Oregon Releases Data on New Motor Voter Program
The Oregon secretary of state’s office has released new data on automated voter registration activity and ballots returned—Oregon conducts elections entirely by mail—since automated registration began Jan. 1. These are the first cumulative reports available since the close of registration to vote in last month’s primary.
Under the Oregon Motor Voter law, all individuals who complete a licensing or ID card transaction with the Driver and Motor Vehicle Services Division (DMV) are automatically registered to vote unless they opt out by returning a postage-paid postcard that the DMV sends to their home addresses.

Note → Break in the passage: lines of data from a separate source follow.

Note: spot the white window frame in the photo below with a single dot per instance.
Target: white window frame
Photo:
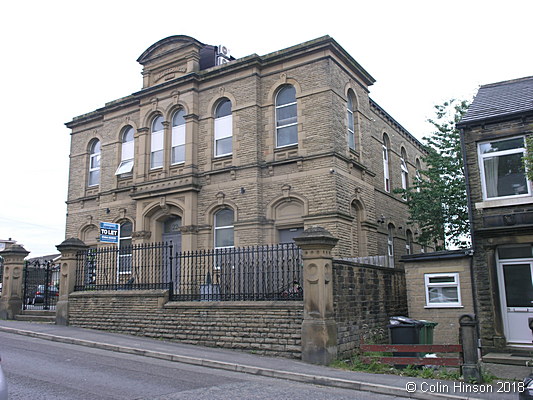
(278, 128)
(482, 157)
(126, 155)
(122, 256)
(405, 173)
(157, 139)
(351, 129)
(178, 139)
(96, 157)
(386, 176)
(455, 283)
(390, 245)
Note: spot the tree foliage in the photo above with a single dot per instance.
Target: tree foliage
(438, 200)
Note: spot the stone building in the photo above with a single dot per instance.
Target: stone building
(216, 152)
(500, 196)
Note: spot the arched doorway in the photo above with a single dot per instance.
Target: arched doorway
(171, 231)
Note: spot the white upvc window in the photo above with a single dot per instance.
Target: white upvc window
(418, 175)
(223, 129)
(94, 164)
(127, 150)
(390, 245)
(405, 171)
(503, 174)
(286, 117)
(156, 143)
(386, 177)
(442, 290)
(224, 228)
(125, 248)
(408, 242)
(178, 137)
(351, 124)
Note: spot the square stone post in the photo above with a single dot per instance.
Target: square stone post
(69, 250)
(11, 300)
(319, 329)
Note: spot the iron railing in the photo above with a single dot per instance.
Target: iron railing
(41, 286)
(137, 267)
(233, 274)
(229, 274)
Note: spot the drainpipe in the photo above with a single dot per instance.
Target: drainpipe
(471, 223)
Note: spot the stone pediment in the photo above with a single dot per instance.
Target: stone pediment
(170, 58)
(174, 46)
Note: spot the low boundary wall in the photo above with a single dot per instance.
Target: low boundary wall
(267, 328)
(364, 297)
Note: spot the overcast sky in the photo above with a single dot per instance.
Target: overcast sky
(61, 59)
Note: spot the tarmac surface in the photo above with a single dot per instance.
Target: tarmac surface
(404, 387)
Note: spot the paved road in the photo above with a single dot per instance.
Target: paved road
(38, 369)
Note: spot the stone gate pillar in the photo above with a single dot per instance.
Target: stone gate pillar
(67, 280)
(11, 300)
(319, 329)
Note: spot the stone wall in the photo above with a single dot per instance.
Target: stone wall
(364, 298)
(268, 328)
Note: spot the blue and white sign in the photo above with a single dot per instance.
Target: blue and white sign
(109, 232)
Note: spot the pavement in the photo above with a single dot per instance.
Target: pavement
(294, 370)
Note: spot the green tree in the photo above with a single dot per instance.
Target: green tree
(438, 200)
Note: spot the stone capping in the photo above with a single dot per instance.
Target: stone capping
(14, 249)
(438, 255)
(368, 266)
(295, 305)
(121, 293)
(235, 304)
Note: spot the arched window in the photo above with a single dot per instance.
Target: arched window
(223, 129)
(408, 242)
(125, 248)
(126, 155)
(390, 245)
(404, 170)
(286, 117)
(351, 124)
(224, 228)
(386, 166)
(156, 143)
(178, 137)
(94, 163)
(418, 175)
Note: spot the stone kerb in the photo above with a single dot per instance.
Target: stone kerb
(69, 250)
(11, 300)
(319, 329)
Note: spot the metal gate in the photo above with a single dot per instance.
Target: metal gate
(41, 286)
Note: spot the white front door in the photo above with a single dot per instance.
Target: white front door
(516, 294)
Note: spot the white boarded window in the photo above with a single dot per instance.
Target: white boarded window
(156, 143)
(502, 170)
(286, 117)
(442, 290)
(224, 228)
(127, 150)
(178, 137)
(404, 171)
(351, 124)
(223, 129)
(386, 171)
(94, 163)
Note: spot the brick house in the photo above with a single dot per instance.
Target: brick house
(501, 203)
(216, 152)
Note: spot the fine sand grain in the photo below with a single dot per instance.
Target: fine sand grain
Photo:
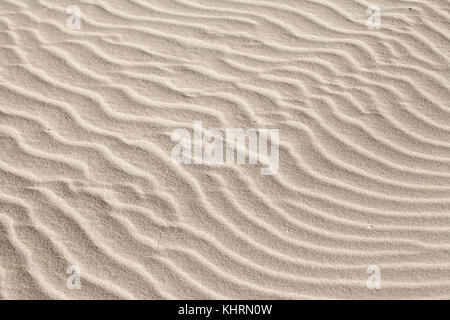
(86, 175)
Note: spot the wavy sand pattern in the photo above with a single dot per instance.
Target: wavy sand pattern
(86, 176)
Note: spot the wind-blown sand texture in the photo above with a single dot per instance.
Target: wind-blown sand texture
(86, 176)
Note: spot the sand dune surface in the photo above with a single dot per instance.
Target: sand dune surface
(93, 205)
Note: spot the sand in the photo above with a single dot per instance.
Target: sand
(87, 178)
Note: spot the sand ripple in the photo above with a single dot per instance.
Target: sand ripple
(86, 176)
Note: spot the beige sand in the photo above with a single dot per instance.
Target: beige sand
(86, 177)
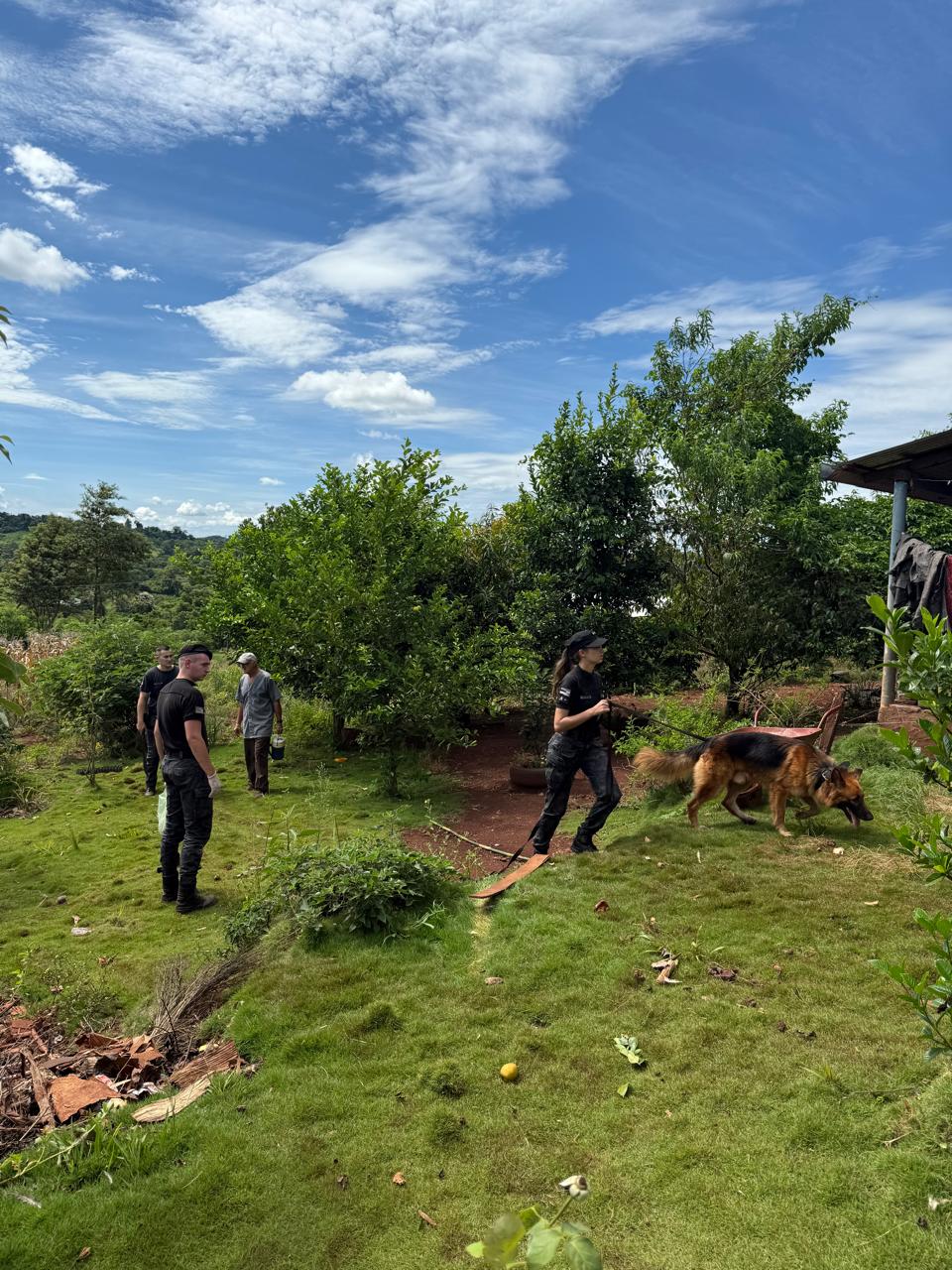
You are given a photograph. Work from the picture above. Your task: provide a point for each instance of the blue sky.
(241, 239)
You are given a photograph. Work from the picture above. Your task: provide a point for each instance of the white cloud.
(121, 275)
(488, 476)
(56, 202)
(893, 366)
(366, 391)
(24, 258)
(17, 388)
(272, 322)
(194, 516)
(46, 175)
(44, 171)
(433, 358)
(162, 388)
(480, 99)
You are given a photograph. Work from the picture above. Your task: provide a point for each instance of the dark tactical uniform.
(188, 811)
(153, 684)
(569, 752)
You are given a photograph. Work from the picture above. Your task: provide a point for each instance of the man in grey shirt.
(259, 710)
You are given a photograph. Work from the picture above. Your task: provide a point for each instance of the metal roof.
(925, 463)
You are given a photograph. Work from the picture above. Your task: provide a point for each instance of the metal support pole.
(900, 493)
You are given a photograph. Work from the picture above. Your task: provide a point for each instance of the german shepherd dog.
(738, 760)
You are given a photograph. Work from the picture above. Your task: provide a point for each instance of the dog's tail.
(670, 765)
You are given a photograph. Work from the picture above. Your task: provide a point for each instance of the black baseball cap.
(585, 639)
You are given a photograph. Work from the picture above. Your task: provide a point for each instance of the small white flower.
(576, 1185)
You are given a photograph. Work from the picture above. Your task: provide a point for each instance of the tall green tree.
(108, 549)
(742, 488)
(48, 574)
(345, 592)
(588, 518)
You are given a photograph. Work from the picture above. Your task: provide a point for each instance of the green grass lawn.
(753, 1138)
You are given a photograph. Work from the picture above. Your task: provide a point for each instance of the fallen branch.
(497, 851)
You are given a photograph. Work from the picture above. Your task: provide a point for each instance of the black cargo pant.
(150, 763)
(188, 822)
(563, 758)
(257, 749)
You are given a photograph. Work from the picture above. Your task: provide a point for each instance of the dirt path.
(493, 812)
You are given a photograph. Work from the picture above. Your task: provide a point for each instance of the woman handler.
(580, 706)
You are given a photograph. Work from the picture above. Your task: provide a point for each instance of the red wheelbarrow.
(821, 737)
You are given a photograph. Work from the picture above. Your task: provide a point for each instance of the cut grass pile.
(752, 1139)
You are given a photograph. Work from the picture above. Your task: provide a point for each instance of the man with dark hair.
(153, 684)
(190, 780)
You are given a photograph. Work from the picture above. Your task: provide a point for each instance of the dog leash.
(612, 705)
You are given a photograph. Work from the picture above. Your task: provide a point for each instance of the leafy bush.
(674, 722)
(368, 884)
(867, 747)
(90, 689)
(18, 792)
(14, 621)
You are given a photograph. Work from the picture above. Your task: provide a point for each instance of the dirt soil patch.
(493, 812)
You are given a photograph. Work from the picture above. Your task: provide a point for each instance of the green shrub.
(14, 621)
(674, 722)
(91, 688)
(867, 747)
(367, 884)
(444, 1079)
(79, 993)
(307, 724)
(444, 1128)
(379, 1016)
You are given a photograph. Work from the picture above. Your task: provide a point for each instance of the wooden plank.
(502, 884)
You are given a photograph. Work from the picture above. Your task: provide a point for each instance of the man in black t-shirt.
(576, 744)
(190, 780)
(153, 684)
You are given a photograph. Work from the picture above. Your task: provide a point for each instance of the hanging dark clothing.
(918, 578)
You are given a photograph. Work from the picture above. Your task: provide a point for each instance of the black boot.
(189, 901)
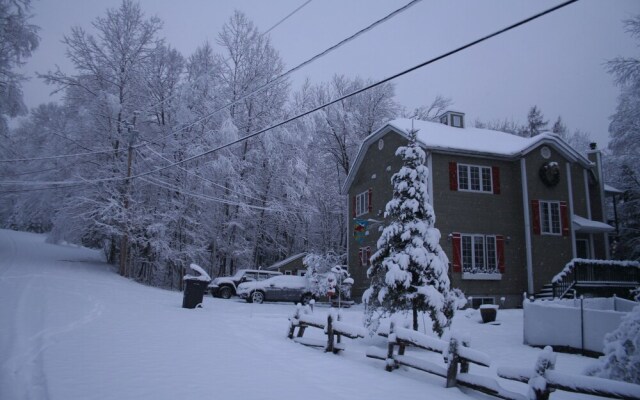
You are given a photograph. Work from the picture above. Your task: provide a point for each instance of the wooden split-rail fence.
(458, 356)
(331, 325)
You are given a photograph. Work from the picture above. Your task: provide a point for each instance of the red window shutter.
(354, 206)
(564, 218)
(500, 252)
(453, 176)
(495, 173)
(535, 213)
(456, 244)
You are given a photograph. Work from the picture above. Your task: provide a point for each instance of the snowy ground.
(70, 328)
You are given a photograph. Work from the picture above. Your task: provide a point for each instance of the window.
(550, 218)
(456, 120)
(362, 203)
(364, 254)
(475, 178)
(479, 254)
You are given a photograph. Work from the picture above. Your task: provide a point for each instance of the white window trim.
(541, 207)
(364, 256)
(480, 275)
(480, 168)
(365, 203)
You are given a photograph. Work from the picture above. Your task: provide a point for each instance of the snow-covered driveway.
(71, 328)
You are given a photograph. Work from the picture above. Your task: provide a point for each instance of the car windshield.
(239, 273)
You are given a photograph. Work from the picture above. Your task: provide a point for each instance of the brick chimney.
(453, 118)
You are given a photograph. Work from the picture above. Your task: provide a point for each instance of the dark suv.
(225, 287)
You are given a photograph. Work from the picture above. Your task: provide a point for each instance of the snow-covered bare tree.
(107, 85)
(409, 269)
(18, 40)
(624, 144)
(431, 112)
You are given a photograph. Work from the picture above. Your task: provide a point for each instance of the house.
(512, 211)
(290, 266)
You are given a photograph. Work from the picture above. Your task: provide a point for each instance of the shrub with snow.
(621, 360)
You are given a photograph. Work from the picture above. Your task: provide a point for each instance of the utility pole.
(124, 243)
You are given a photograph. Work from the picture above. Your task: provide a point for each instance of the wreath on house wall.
(550, 173)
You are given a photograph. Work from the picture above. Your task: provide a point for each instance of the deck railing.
(593, 273)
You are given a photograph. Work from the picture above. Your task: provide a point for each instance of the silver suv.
(225, 287)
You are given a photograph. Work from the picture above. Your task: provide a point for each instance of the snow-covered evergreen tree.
(535, 122)
(621, 360)
(409, 270)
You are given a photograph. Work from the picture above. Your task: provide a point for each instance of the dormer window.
(453, 118)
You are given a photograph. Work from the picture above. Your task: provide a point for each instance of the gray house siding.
(503, 214)
(555, 250)
(483, 213)
(375, 173)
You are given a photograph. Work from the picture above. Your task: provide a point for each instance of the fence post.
(329, 334)
(293, 322)
(391, 363)
(582, 324)
(453, 360)
(464, 364)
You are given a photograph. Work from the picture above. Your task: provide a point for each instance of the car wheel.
(226, 292)
(306, 298)
(257, 297)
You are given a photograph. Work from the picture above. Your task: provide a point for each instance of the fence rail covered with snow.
(565, 323)
(331, 325)
(457, 354)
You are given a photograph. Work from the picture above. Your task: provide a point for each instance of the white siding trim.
(571, 230)
(430, 183)
(527, 225)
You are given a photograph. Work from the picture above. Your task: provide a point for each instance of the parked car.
(279, 288)
(225, 287)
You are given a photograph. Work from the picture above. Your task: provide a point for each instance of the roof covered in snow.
(434, 136)
(584, 225)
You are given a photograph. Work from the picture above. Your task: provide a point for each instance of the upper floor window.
(550, 217)
(475, 178)
(477, 253)
(364, 256)
(362, 203)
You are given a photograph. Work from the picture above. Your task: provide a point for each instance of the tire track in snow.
(26, 366)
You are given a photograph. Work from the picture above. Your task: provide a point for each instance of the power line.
(150, 107)
(301, 65)
(270, 83)
(202, 177)
(62, 156)
(371, 86)
(368, 87)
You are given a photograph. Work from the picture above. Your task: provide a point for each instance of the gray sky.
(555, 62)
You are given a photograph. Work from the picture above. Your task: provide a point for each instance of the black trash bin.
(193, 292)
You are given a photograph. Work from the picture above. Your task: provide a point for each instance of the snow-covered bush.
(325, 274)
(621, 360)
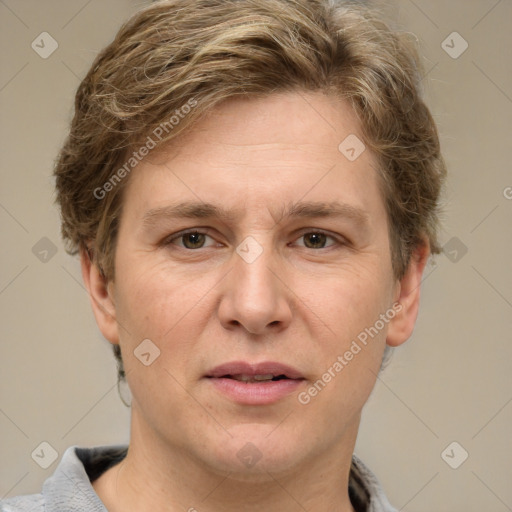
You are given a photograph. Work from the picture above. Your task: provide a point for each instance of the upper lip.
(252, 369)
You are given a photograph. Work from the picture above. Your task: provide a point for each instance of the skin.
(298, 303)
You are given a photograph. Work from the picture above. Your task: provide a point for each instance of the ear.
(408, 295)
(101, 295)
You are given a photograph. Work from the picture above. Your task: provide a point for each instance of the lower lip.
(255, 393)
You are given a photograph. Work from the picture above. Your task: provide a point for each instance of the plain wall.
(450, 382)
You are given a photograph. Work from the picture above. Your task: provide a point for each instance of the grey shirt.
(69, 489)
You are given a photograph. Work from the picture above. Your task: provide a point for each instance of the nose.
(255, 296)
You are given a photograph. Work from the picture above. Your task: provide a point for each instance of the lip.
(263, 368)
(254, 393)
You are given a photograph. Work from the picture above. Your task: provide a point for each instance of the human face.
(309, 284)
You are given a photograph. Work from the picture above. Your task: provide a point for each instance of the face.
(253, 240)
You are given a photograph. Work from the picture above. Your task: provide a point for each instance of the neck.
(157, 476)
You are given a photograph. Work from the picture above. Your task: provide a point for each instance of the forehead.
(254, 152)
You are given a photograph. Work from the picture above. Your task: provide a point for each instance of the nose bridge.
(253, 296)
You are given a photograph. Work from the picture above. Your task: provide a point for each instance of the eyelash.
(337, 241)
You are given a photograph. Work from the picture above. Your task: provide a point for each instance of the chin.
(255, 450)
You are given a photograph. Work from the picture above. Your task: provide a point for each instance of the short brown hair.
(200, 52)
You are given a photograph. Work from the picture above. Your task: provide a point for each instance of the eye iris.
(193, 240)
(314, 240)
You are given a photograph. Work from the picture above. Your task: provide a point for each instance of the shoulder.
(365, 490)
(75, 472)
(29, 502)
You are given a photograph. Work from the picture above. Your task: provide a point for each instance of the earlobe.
(408, 296)
(100, 293)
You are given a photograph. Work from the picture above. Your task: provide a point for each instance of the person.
(253, 189)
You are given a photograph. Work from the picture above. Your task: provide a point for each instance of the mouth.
(255, 384)
(255, 378)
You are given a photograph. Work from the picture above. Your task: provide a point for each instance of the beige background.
(451, 382)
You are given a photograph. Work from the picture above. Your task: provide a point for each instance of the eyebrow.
(300, 209)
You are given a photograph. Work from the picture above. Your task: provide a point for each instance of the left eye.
(192, 240)
(316, 240)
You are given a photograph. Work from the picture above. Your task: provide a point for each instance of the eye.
(190, 240)
(316, 240)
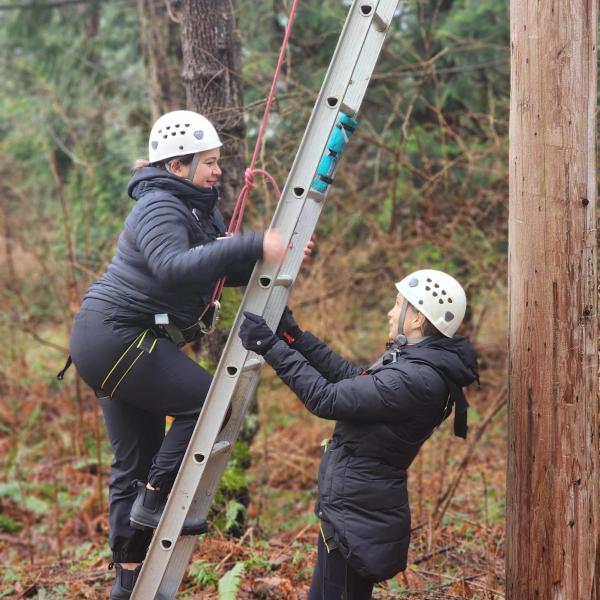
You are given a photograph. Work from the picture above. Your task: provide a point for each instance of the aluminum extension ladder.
(296, 216)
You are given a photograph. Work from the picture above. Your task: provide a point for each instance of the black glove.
(256, 334)
(288, 329)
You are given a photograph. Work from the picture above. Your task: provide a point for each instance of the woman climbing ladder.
(125, 340)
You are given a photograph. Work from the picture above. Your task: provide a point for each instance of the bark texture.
(161, 47)
(552, 498)
(211, 73)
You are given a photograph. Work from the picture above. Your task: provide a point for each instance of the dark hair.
(140, 163)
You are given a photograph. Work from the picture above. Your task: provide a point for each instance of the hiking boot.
(147, 510)
(124, 581)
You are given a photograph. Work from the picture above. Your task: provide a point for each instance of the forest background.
(423, 183)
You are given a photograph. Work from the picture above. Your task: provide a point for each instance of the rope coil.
(235, 223)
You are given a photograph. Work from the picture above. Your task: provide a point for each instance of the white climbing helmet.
(181, 132)
(438, 296)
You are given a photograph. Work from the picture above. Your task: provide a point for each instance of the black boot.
(147, 510)
(124, 581)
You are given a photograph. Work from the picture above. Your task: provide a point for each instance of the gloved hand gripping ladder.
(296, 216)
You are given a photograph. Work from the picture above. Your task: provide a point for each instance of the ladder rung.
(284, 280)
(252, 364)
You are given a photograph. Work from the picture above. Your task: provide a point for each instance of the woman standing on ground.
(125, 340)
(384, 414)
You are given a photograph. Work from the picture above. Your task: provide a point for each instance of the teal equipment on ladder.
(343, 130)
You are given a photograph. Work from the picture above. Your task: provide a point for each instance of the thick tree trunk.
(552, 500)
(211, 72)
(161, 47)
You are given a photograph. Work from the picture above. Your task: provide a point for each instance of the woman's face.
(207, 172)
(412, 320)
(394, 317)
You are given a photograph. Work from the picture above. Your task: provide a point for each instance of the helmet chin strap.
(401, 339)
(193, 167)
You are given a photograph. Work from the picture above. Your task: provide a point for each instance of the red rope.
(235, 223)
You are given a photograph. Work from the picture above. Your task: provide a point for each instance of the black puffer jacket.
(168, 256)
(383, 414)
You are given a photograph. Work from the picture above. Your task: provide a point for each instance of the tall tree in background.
(211, 73)
(161, 47)
(553, 474)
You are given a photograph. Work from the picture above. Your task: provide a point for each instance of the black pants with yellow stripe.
(164, 382)
(334, 579)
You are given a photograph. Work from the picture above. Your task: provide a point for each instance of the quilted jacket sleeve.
(390, 394)
(162, 236)
(330, 364)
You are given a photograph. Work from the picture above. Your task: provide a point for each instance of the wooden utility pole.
(553, 474)
(212, 77)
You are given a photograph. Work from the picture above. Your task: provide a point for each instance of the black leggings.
(163, 383)
(335, 579)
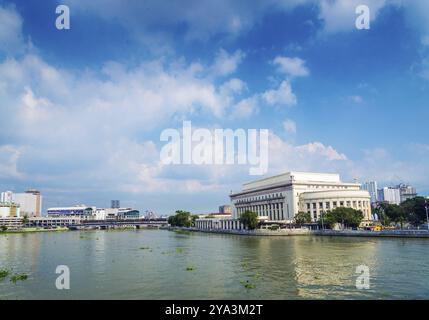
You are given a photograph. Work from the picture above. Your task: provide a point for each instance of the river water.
(160, 264)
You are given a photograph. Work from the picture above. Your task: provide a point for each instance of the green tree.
(396, 214)
(414, 210)
(380, 210)
(303, 217)
(249, 219)
(348, 217)
(25, 220)
(193, 218)
(181, 219)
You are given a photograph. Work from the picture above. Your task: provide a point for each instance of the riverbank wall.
(325, 233)
(381, 234)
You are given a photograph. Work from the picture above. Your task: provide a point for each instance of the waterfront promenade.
(329, 233)
(157, 264)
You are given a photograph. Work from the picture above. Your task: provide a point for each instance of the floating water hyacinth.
(19, 277)
(4, 273)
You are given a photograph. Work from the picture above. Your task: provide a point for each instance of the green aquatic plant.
(248, 285)
(245, 265)
(4, 273)
(19, 277)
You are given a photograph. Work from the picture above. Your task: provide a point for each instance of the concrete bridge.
(111, 224)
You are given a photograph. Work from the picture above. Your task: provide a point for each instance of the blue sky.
(83, 109)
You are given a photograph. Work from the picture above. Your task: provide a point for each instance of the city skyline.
(86, 106)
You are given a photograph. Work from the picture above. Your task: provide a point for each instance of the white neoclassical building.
(279, 198)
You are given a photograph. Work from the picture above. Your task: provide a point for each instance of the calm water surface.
(151, 264)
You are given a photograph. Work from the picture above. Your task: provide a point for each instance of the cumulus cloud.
(294, 67)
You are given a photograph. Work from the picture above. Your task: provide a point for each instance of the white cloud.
(291, 66)
(246, 108)
(289, 126)
(225, 63)
(283, 95)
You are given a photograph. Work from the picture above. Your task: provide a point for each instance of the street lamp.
(427, 216)
(323, 226)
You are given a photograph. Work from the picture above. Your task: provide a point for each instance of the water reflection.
(166, 265)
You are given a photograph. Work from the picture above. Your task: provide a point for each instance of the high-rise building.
(115, 204)
(9, 210)
(30, 203)
(6, 197)
(391, 195)
(371, 187)
(406, 192)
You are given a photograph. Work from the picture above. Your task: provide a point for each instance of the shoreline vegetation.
(307, 232)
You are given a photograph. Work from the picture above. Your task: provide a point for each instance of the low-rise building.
(9, 210)
(81, 211)
(11, 222)
(227, 209)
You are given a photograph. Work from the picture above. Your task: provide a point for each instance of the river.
(160, 264)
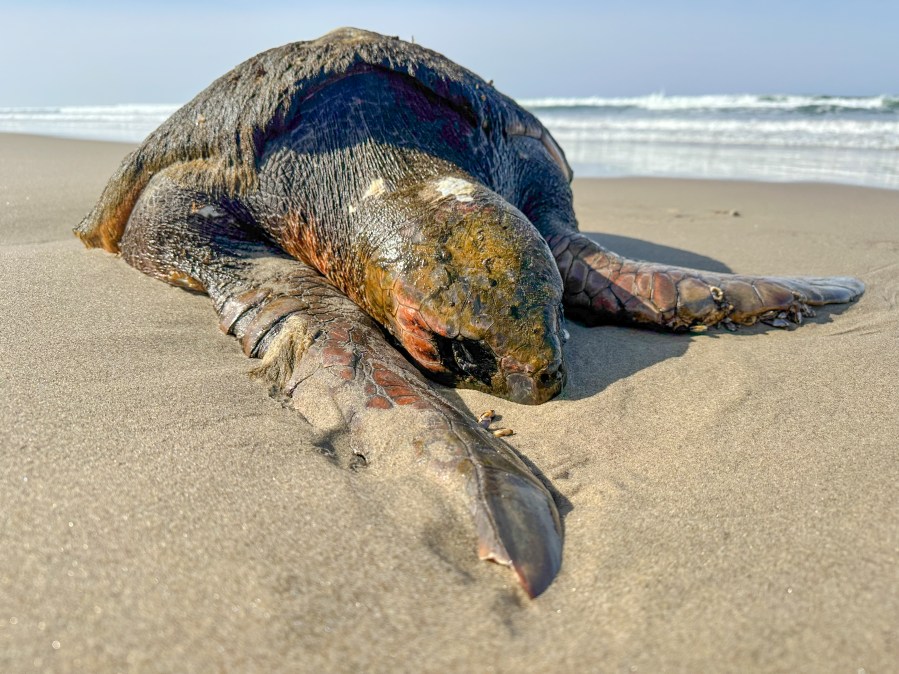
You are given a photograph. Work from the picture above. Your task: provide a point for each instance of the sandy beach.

The postcard gives voters who do wish to register the opportunity to join a political party.
The law also provides the opportunity for retroactive registration of eligible but unregistered individuals who were entered in the state’s DMV database during 2014 and 2015, the two years before the program’s implementation.
Key findings of the data reports include:
- The secretary of state’s office forwarded 68,583 new registrants to counties for processing, of which 43,571 were eligible to vote in the May 17 primary election. Among processed registrants, 11,548 individuals (15 percent) returned a postcard to indicate a party preference, and 57,035 (77 percent) did not return a postcard and were automatically registered without a party affiliation.
- 4,627 people (or 6 percent of eligible registrants) returned a postcard opting out.
- Of 2,287,551 eligible voters in the state, 1,228,458 individuals (54 percent) returned their ballots in time to be counted for the May 17 primary election.
- Of the 43,571 individuals registered under automated voter registration and eligible to vote in the primary, 8,135 (19 percent) returned a ballot.
To identify potential new registrants, the secretary of state’s office analyzed 275,663 DMV transactions of eligible individuals. Nearly a third of those individuals were identified as unregistered and were referred for automatic registration.
Samuel Derheimer is a manager and Keara Castaldo is a research associate for election initiatives at The Pew Charitable Trusts.